In some cases, it may be valuable to know whether or not an RDF document was serialized with such a format.
If this was the case, the triples flag will be set to true on the resulting object:
`javascript`
const { quads, metadata } = await rdfDereferencer.dereference('https://ruben.verborgh.org/profile/');
console.log(metadata.triples); // If the document only supported triples, true in this case, since it returned Turtle.

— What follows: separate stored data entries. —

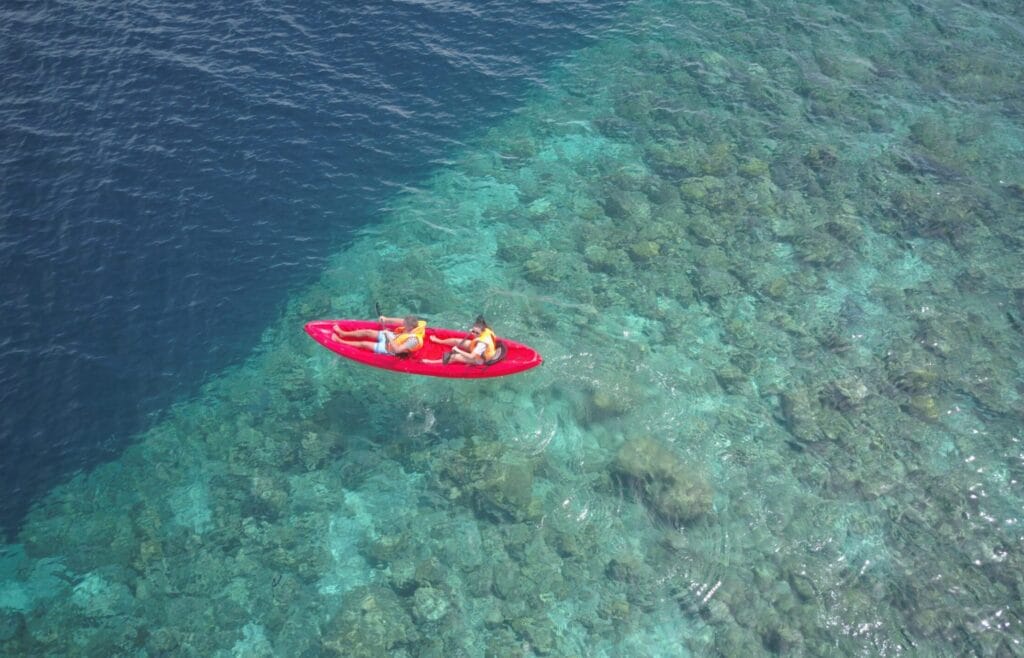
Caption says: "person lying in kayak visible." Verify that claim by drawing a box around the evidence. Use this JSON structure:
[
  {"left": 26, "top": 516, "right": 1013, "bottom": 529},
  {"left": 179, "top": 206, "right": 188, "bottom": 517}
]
[
  {"left": 332, "top": 315, "right": 426, "bottom": 356},
  {"left": 424, "top": 316, "right": 500, "bottom": 365}
]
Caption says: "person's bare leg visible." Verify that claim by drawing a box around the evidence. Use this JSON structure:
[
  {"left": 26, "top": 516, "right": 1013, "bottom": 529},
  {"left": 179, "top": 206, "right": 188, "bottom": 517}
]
[
  {"left": 335, "top": 339, "right": 380, "bottom": 352},
  {"left": 429, "top": 336, "right": 470, "bottom": 348},
  {"left": 456, "top": 352, "right": 483, "bottom": 364},
  {"left": 423, "top": 348, "right": 464, "bottom": 365},
  {"left": 333, "top": 325, "right": 379, "bottom": 341}
]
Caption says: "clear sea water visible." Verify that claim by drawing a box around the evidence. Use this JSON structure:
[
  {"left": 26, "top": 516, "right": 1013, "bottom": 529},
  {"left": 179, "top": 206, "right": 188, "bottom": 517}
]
[{"left": 1, "top": 0, "right": 1022, "bottom": 655}]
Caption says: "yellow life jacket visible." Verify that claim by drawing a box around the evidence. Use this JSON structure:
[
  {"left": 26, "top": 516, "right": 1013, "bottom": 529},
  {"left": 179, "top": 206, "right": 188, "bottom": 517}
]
[
  {"left": 393, "top": 320, "right": 426, "bottom": 353},
  {"left": 472, "top": 327, "right": 498, "bottom": 361}
]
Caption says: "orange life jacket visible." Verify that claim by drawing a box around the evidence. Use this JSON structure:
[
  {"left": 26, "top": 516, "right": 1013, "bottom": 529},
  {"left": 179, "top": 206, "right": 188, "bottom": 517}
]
[
  {"left": 392, "top": 320, "right": 426, "bottom": 353},
  {"left": 471, "top": 327, "right": 497, "bottom": 361}
]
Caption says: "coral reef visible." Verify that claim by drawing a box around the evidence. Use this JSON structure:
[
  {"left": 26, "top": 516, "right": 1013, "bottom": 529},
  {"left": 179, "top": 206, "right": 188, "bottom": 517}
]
[{"left": 3, "top": 1, "right": 1023, "bottom": 656}]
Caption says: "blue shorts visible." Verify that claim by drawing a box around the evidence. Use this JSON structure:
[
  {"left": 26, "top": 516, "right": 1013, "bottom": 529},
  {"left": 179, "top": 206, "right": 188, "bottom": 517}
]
[{"left": 374, "top": 330, "right": 395, "bottom": 355}]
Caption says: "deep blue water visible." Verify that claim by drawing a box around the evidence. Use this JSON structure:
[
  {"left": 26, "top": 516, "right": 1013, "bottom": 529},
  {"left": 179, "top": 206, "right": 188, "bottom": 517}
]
[{"left": 0, "top": 0, "right": 630, "bottom": 537}]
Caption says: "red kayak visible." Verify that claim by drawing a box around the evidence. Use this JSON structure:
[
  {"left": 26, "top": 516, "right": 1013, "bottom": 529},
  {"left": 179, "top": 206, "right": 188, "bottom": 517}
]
[{"left": 304, "top": 320, "right": 543, "bottom": 379}]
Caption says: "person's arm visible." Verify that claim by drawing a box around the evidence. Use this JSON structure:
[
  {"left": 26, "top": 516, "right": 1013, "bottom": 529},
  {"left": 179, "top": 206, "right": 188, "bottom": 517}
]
[
  {"left": 379, "top": 315, "right": 404, "bottom": 325},
  {"left": 452, "top": 342, "right": 486, "bottom": 360},
  {"left": 469, "top": 342, "right": 488, "bottom": 362},
  {"left": 389, "top": 335, "right": 420, "bottom": 354}
]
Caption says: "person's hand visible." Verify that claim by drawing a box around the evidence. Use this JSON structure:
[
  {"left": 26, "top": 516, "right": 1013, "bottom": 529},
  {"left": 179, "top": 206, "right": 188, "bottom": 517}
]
[{"left": 379, "top": 315, "right": 386, "bottom": 324}]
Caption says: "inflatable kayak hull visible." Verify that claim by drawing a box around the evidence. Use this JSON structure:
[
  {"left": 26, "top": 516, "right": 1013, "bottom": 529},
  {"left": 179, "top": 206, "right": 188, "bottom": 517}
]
[{"left": 304, "top": 320, "right": 543, "bottom": 379}]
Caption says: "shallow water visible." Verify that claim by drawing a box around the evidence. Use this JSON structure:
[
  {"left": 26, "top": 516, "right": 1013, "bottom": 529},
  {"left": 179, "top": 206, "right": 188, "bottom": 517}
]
[{"left": 3, "top": 0, "right": 1024, "bottom": 655}]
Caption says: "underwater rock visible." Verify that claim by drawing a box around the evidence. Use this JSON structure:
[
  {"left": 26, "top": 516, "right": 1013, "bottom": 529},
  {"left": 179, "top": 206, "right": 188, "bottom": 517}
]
[
  {"left": 386, "top": 557, "right": 417, "bottom": 595},
  {"left": 598, "top": 597, "right": 631, "bottom": 623},
  {"left": 679, "top": 175, "right": 725, "bottom": 204},
  {"left": 694, "top": 267, "right": 740, "bottom": 303},
  {"left": 21, "top": 493, "right": 137, "bottom": 573},
  {"left": 132, "top": 538, "right": 164, "bottom": 575},
  {"left": 142, "top": 627, "right": 183, "bottom": 655},
  {"left": 510, "top": 615, "right": 555, "bottom": 655},
  {"left": 764, "top": 625, "right": 805, "bottom": 654},
  {"left": 412, "top": 586, "right": 450, "bottom": 623},
  {"left": 543, "top": 523, "right": 589, "bottom": 559},
  {"left": 321, "top": 585, "right": 418, "bottom": 657},
  {"left": 364, "top": 532, "right": 408, "bottom": 566},
  {"left": 716, "top": 625, "right": 762, "bottom": 656},
  {"left": 527, "top": 197, "right": 553, "bottom": 220},
  {"left": 466, "top": 564, "right": 494, "bottom": 598},
  {"left": 779, "top": 390, "right": 821, "bottom": 443},
  {"left": 892, "top": 365, "right": 938, "bottom": 394},
  {"left": 70, "top": 571, "right": 135, "bottom": 619},
  {"left": 793, "top": 230, "right": 846, "bottom": 266},
  {"left": 260, "top": 519, "right": 333, "bottom": 584},
  {"left": 914, "top": 316, "right": 958, "bottom": 358},
  {"left": 583, "top": 244, "right": 631, "bottom": 273},
  {"left": 825, "top": 205, "right": 864, "bottom": 246},
  {"left": 520, "top": 535, "right": 566, "bottom": 595},
  {"left": 803, "top": 144, "right": 837, "bottom": 171},
  {"left": 602, "top": 189, "right": 652, "bottom": 224},
  {"left": 0, "top": 610, "right": 24, "bottom": 643},
  {"left": 586, "top": 383, "right": 639, "bottom": 422},
  {"left": 629, "top": 240, "right": 661, "bottom": 261},
  {"left": 492, "top": 560, "right": 526, "bottom": 601},
  {"left": 961, "top": 361, "right": 1019, "bottom": 416},
  {"left": 827, "top": 377, "right": 870, "bottom": 411},
  {"left": 714, "top": 362, "right": 750, "bottom": 395},
  {"left": 885, "top": 348, "right": 940, "bottom": 398},
  {"left": 738, "top": 156, "right": 770, "bottom": 178},
  {"left": 605, "top": 553, "right": 647, "bottom": 583},
  {"left": 763, "top": 276, "right": 789, "bottom": 299},
  {"left": 612, "top": 436, "right": 713, "bottom": 524},
  {"left": 413, "top": 556, "right": 447, "bottom": 588},
  {"left": 249, "top": 472, "right": 290, "bottom": 520},
  {"left": 904, "top": 394, "right": 940, "bottom": 422},
  {"left": 298, "top": 431, "right": 335, "bottom": 471},
  {"left": 700, "top": 142, "right": 737, "bottom": 177},
  {"left": 440, "top": 438, "right": 537, "bottom": 522},
  {"left": 523, "top": 249, "right": 586, "bottom": 286},
  {"left": 909, "top": 115, "right": 955, "bottom": 155},
  {"left": 645, "top": 139, "right": 701, "bottom": 178}
]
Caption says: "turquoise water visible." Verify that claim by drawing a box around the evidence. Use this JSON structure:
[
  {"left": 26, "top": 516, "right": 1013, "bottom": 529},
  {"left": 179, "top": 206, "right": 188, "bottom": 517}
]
[{"left": 3, "top": 0, "right": 1024, "bottom": 655}]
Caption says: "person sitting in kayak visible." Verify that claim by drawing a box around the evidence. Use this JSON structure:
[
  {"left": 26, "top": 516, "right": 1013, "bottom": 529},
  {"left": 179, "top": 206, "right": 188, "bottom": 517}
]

A CLI version of this tool exists, which can be installed globally as follows:
`bash`
$ npm install -g rdf-dereference
After that, you can dereference any URL to a compact JSON-based quad representation:
After that, you can dereference local files, for which the content type will be identified by extension:
`bash``
$ rdf-dereference path/to/file.ttl
...
This code is released under the MIT license.